1.It’s impossible to distinguish those curves in the black-and-white format in Figure 1b, Figure 2a.

In Figure 1b and 2a we added color curves. Other histograms of these figures are colored with corresponding colors as well.

2. Please add a p53 blot for Figure 5b.

P53 blot is added.

3. Given the importance of p53 in regulating numerous downstream effectors, I wonder if the author has conducted any assays to specifically restrict the transition from β-actin to γ-actin in scenarios involving either mutant p53 or p53 knockdown. This investigation could help determine if actin serves as a primary effector downstream of p53.
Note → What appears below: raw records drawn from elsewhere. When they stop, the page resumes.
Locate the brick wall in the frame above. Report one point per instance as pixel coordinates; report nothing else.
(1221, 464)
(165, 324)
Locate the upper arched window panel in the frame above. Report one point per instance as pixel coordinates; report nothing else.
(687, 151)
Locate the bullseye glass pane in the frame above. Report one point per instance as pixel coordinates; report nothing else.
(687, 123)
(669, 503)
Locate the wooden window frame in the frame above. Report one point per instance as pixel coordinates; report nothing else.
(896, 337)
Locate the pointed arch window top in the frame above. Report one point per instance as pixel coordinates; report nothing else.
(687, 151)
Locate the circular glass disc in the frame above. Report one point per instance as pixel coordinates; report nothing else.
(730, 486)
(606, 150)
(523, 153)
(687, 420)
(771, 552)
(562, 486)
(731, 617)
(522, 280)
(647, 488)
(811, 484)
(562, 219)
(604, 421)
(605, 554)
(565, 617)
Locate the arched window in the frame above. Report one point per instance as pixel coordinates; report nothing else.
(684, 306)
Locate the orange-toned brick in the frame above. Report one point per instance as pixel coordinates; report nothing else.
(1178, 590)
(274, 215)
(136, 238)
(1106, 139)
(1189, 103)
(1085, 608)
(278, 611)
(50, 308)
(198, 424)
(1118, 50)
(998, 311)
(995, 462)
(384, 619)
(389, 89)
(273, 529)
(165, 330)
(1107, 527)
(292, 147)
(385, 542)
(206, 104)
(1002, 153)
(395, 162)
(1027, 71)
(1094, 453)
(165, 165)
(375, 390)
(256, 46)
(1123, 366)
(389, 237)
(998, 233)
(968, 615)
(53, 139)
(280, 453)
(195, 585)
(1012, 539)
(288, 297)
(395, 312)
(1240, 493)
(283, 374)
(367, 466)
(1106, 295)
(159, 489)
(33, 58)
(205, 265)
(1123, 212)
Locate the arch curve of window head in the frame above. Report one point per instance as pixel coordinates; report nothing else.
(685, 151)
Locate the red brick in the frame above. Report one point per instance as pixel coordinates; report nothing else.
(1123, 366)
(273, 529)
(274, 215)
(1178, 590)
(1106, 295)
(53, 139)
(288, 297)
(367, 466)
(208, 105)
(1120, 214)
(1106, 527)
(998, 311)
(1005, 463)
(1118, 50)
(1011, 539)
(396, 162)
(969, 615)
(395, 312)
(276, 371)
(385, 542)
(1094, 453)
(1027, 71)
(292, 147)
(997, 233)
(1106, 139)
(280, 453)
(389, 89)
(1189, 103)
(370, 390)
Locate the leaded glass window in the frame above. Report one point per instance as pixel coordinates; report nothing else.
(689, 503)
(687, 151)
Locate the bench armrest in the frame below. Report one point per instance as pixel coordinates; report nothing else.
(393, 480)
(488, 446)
This is our first work showing the impact of changes in p53 status on the balance of cytoplasmic actin isoforms. We are well understanding that P53 is involved in many cellular signaling pathways, but in this work we limited ourselves to the study of the change in the ERK1/2, since earlier (Dugina, V.; Khromova, N.; Rybko, V.; Blizniukov, O.; Shagieva, G.; Chaponnier, C.; Kopnin, B.; Kopnin P. Tumor promotion by γ and suppression by β non-muscle actin isoforms. Oncotarget 2015, 6, 14556-14571.  https://doi.org/10.18632/oncotarget.3989) we showed a direct interaction between gamma actin and ERK1/2 exactly. To avoid possible speculation, we proposed this possible p53-induced and ERK-dependent molecular mechanism of tumor progression based on beta/gamma actin balance changes. Considering the versatility of p53 functions, most likely the variant of regulation we proposed is not the only one. Determining the significance of p53- and ERK-dependent actins regulation or/and investigation of alternative signaling pathways of such regulation need additional and huge research.
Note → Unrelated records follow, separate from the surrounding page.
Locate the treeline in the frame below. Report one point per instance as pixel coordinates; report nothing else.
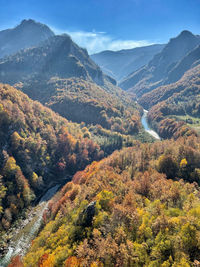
(138, 207)
(160, 119)
(83, 101)
(37, 148)
(185, 90)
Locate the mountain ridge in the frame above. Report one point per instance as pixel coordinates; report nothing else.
(27, 34)
(155, 72)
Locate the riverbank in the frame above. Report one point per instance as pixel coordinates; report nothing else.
(23, 233)
(146, 126)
4. Considering the observed correlation between p53 and actin in cell lines, I am curious if the author has explored online databases to investigate whether mutations in p53 correlate with changes in actin expression in patient samples.
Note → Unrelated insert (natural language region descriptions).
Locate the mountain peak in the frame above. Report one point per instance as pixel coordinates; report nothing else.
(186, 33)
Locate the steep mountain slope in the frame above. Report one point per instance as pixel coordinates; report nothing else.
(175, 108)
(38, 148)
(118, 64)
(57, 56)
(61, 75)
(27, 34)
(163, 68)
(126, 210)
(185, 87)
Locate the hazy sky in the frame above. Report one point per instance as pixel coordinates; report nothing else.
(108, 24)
We have studied and are studying this issue. But unfortunately, such research is difficult to do now due to technical problems. There are no problems with the analysis of p53 in clinical material, but they are present in the analysis of beta and gamma isoforms of actin. This applies to both their protein analysis and mRNA expression. Since their protein molecules differ only in 4 N-terminal amino acids very problematic their discrimination even Mass Spec methods for example. We performed such study and were dissatisfied with its results. In our opinion, the only reliable method for protein detection of beta and gamma actin is the use of isoforms of specific antibodies. But unfortunately, in a huge number of published works and data, when the authors talk about determining primarily beta actin, based on the statements of the manufacturers of antibodies, they actually determine pan-cytoplasmic actin (beta and gamma together), because antibodies are not actually isoform specific. Despite the lower homology in mRNA sequences, problems with quantitative determination of expression using NGS sequencing are still present. We also confirmed this during the transcriptome NGS analysis of our cell lines with altered expression of actin isoforms using shRNA. Perhaps this can be avoided using methods for sequining large fragments, for example using nanopore technology. And since we do not have any confidence in this data now, we did not include such a section at all, despite our interest. The only reliable research option for us seems to be isoform-specific IHC analysis of clinical material with a known p53 status. In principle, we are planning similar studies if the issues of funding, the possibility of obtaining clinical material and permission from the ethics committee are resolved.